The B73_refgen2 version of the classical maize gene list has been peer reviewed and is now published. Check it out!

Schnable JC, Freeling M. "Genes Identified by Visible Mutant Phenotypes Show Increased Bias toward One of Two Subgenomes of Maize." PLoS One DOI:10.1371/journal.pone.0017855

A modified version of C1/Pl1 example shown below was included as a supplemental figure in the publication.

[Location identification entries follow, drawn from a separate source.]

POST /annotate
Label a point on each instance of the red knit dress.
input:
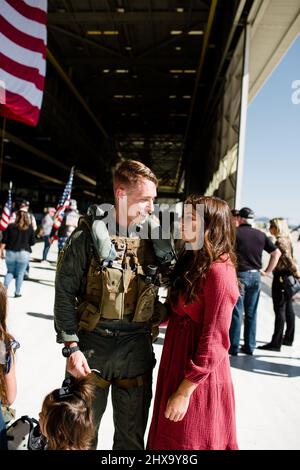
(196, 348)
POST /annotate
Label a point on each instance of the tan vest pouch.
(89, 316)
(145, 304)
(112, 301)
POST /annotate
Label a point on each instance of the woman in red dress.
(194, 405)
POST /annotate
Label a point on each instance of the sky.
(271, 181)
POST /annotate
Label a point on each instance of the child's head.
(5, 339)
(66, 418)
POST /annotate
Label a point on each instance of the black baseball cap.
(246, 213)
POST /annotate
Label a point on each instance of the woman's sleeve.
(31, 236)
(220, 295)
(287, 259)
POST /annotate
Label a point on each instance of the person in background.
(194, 405)
(17, 240)
(69, 223)
(250, 244)
(8, 384)
(282, 303)
(66, 419)
(47, 223)
(25, 206)
(235, 215)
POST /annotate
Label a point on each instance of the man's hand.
(177, 407)
(77, 365)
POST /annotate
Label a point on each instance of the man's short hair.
(128, 173)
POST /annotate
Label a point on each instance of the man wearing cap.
(250, 244)
(69, 223)
(24, 206)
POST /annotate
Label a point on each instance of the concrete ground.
(267, 385)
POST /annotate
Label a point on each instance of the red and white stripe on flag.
(23, 40)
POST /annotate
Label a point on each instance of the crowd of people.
(107, 310)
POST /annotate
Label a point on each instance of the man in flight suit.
(105, 304)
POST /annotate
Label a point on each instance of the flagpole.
(2, 150)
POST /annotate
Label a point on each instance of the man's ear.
(120, 193)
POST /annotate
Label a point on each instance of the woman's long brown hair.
(219, 240)
(5, 337)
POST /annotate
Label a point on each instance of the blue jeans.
(47, 245)
(16, 262)
(248, 302)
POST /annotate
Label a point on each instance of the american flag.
(64, 202)
(23, 40)
(6, 213)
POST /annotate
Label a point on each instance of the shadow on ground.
(258, 365)
(40, 315)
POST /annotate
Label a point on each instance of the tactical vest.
(120, 289)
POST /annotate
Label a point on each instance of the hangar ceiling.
(125, 79)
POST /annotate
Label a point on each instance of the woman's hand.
(77, 365)
(177, 406)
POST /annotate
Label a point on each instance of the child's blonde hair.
(66, 418)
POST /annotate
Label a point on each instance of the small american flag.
(64, 202)
(7, 212)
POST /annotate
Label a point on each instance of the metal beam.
(208, 28)
(23, 169)
(107, 18)
(42, 155)
(74, 90)
(126, 62)
(204, 47)
(87, 41)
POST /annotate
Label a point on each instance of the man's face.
(137, 201)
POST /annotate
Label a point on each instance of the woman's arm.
(11, 383)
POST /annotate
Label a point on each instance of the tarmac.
(267, 384)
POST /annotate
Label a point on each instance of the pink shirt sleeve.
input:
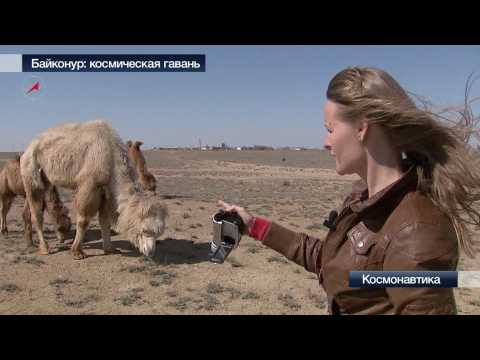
(258, 228)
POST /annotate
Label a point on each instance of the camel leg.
(6, 205)
(87, 203)
(104, 217)
(27, 221)
(35, 203)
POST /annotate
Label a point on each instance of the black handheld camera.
(228, 228)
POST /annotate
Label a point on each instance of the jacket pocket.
(362, 242)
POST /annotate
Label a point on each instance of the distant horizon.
(248, 95)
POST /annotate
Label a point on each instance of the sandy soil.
(295, 188)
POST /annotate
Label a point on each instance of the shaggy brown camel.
(11, 185)
(147, 180)
(91, 159)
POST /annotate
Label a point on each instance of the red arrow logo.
(35, 87)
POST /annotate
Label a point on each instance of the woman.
(410, 210)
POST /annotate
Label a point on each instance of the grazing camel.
(11, 185)
(91, 159)
(147, 180)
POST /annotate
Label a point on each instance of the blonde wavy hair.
(438, 146)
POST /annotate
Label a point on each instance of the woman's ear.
(362, 130)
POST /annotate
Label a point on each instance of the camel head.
(143, 220)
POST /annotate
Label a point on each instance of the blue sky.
(269, 95)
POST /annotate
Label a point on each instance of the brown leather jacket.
(398, 229)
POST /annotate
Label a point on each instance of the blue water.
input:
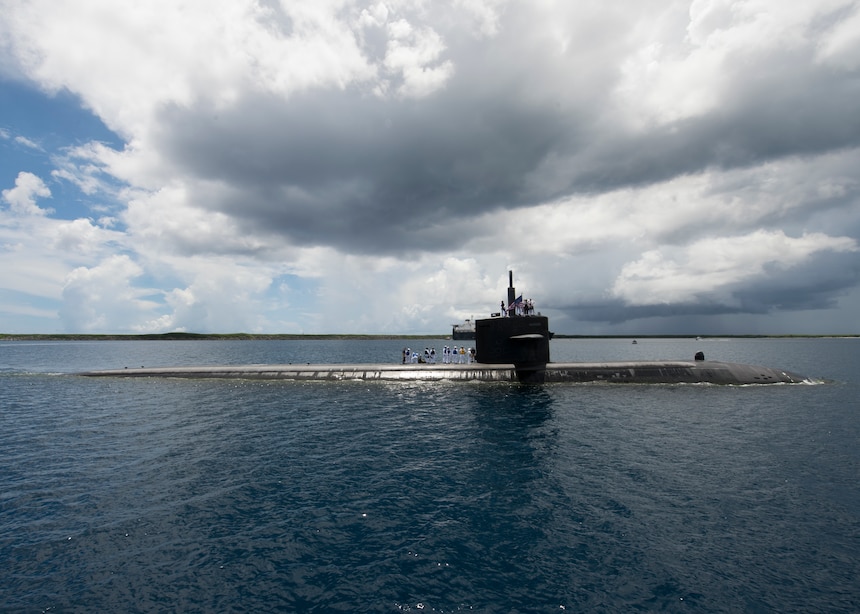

Local duplications of phytochrome A

The phytochromes are a class of genes that encode photoreceptors, proteins that help a plant tell the kind of light what light falls upon it. Since plants can't run away they need to adapt to their environment, and to adapt to their environment they must be able to perceive it. Most grasses are considered to have 3 phytochromes: A, B, and C. Maize still contains two copies of each gene from the maize whole genome duplication (A1, A2, B1, B2, C1, and C2).

Looking at the syntenic panel for phytochrome A1 from maize, we can see that both Brachypodium and Sorghum contain a local duplicate of phytochrome A. Further examination shows that the two copies in sorghum (Sb01g009920 and Sb01g009930) are virtually identical as can be seen in this comparison to a GenBank Sorghum Phytochrome A sequence, while one of the copies in Brachypodium (marked as PhyA?) has a 3' truncated three prime end. 


Pericarp color1 and Pericarp color2, local duplicate genes

The pericarp color1 mutant dates back to at least the time of R. A. Emerson, the pericarp color2 mutant was discovered more recently and mapped to a nearby location in the maize genome. Here we can see that they are both members of an array of locally duplicated genes (or gene fragments) that is also present in Sorghum. Note that there is a single pericarp color-like gene in the homeologous region of the maize genome (created by the maize whole genome duplication). And see that the gene model in Brachypodium for the ortholog of P1 and P2 is truncated, but, once I turn off the default masking of non-CDS sequences, we can see that the rest of the gene is still there, just not annotated.

The GEvo panel shown here can be regenerated at:


Colored aleurone1 and Purple plant1 created by the maize whole genome duplication

Colored aleurone1 and Purple plant1 are both genes with long histories in maize research and are involved in the regulation of anthocyanin biosynthesis. The two genes are also duplicates (homeologs) resulting from the maize whole genome duplication, with C1 located on Maize1 and Pl1 located on Maize2. From the included panel you can also see that region of brachypodium where we would expect to find an orthologous gene, based on synteny to rice, is empty.

Note that I've removed all masking from the Brachypodium sequence (masked sequences in GEvo are shown as purple.